Despite facing widespread industry challenges with staffing in 2021, Black Bear Diner was able to hire approximately 100 team members in 2022, in addition to increasing competitive pay and benefits, like a Safe Harbor 401(k) plan, health insurance, on-demand virtual healthcare with HealthiestYou, and even pet insurance. The diner chain ended last year with 10 percent less manager turnover than in 2021, and is now experiencing a better turnover rate “than most others in the family dining segment,” Johns notes.
“We encourage our managers to conduct ‘stay’ interviews with their team members by continually checking in individually with them,” she says. “We want them to have open and honest conversations about how they can strengthen their team members’ engagement and create more positive experiences, both of which typically result in increased retention and promotions from within.”
Black Bear Diner is proud to consistently be at or above the 50th percentile for pay within the industry, Johns highlights, which has also helped the brand increase team member retention.
“Each year we do a review of wages within the industry, taking note of industry averages, how things are shifting, and what other companies are doing,” she continues. “We use this information to evaluate our own company’s wages and update our pay to keep up and above industry standards.”
At nine-unit Grove Bay Hospitality, rolling out retention bonuses and extending health insurance benefits to part-time workers has helped mitigate turnover.

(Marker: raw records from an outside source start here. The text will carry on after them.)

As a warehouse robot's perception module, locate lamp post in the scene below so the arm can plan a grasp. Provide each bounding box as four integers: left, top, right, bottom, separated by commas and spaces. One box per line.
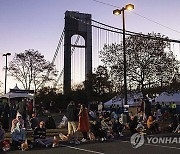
113, 4, 134, 105
3, 53, 11, 94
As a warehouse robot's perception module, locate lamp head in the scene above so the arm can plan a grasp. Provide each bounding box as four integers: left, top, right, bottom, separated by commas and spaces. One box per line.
113, 9, 121, 15
126, 4, 134, 11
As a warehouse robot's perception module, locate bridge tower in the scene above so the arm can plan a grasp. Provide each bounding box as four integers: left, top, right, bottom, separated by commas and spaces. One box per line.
64, 11, 92, 94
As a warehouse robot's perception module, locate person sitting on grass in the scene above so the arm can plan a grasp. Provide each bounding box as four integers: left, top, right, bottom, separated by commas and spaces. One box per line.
45, 115, 56, 129
33, 121, 53, 147
112, 120, 124, 136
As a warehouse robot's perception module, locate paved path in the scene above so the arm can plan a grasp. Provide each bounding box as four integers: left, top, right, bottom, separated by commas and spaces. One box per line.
8, 134, 180, 154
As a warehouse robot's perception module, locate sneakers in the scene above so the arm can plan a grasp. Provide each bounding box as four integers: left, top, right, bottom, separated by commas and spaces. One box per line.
101, 137, 107, 142
81, 138, 87, 142
119, 132, 123, 137
74, 140, 80, 145
69, 140, 74, 144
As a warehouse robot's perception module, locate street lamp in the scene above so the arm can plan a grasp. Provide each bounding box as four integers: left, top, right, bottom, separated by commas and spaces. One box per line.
113, 4, 134, 105
3, 53, 11, 94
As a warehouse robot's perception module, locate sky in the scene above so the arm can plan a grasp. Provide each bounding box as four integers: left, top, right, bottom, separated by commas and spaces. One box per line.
0, 0, 180, 91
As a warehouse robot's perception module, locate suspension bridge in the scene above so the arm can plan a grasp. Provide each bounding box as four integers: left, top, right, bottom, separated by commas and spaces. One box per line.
44, 11, 180, 93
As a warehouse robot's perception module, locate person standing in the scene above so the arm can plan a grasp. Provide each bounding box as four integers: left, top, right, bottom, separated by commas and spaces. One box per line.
33, 121, 53, 147
67, 101, 80, 144
0, 122, 5, 152
78, 104, 89, 142
17, 98, 28, 128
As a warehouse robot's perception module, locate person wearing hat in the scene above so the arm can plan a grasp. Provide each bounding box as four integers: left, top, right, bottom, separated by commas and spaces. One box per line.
33, 121, 53, 147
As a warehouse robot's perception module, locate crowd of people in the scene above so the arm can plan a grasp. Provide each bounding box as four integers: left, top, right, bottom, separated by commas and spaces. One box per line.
0, 99, 180, 151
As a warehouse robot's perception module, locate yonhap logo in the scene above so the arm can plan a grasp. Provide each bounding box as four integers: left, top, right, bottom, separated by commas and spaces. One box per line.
131, 133, 144, 148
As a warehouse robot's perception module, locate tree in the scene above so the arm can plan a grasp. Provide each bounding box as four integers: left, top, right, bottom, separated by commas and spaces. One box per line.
8, 49, 56, 91
100, 33, 178, 95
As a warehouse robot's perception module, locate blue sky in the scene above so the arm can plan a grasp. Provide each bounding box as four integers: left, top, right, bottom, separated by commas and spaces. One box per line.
0, 0, 180, 92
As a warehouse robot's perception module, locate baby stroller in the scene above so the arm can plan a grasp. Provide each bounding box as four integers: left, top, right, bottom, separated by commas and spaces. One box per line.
58, 115, 68, 128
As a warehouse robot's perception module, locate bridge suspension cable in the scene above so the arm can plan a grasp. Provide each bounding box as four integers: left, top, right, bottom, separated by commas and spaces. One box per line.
54, 35, 80, 88
42, 29, 64, 87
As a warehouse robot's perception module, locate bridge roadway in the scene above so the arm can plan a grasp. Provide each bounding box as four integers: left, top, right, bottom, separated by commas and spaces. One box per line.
8, 134, 180, 154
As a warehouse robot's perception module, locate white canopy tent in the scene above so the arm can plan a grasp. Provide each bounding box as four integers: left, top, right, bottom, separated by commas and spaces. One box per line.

The Miami-based restaurant group behind the Michelin-starred Stubborn Seed has a vast network of celebrity chefs like Marcus Samuelsson, Top Chef champion Jeremy Ford, Richard Blais, and Janine Booth and Jeff McInnis, to name a few.
“Being a homegrown hospitality group, we understand the importance of being connected to our community, and that concept of community is reinforced throughout all of our restaurants,” says Francesco Balli, Grove Bay’s CEO and co-founder.
Grove Bay recently brought on a director of training and development, plus a corporate training manager, to have a full team dedicated to increasing employee learning and engagement. The hospitality group is also evaluating a potential internal social network to extend team member recognition in a public manner, in addition to recently awarding the first round of scholarships to students at Florida International University from the Grove Bay Foundation, which was created to provide funding to students who want a future in the hospitality industry.
Ultimately, 1Huddle’s Caucci believes the future of the restaurant workforce “isn’t robots delivering food to my table; the future of work is a place where people that come to work are not just coming with the right skills and information, but they’re bringing their best selves to work with them each day,” he adds.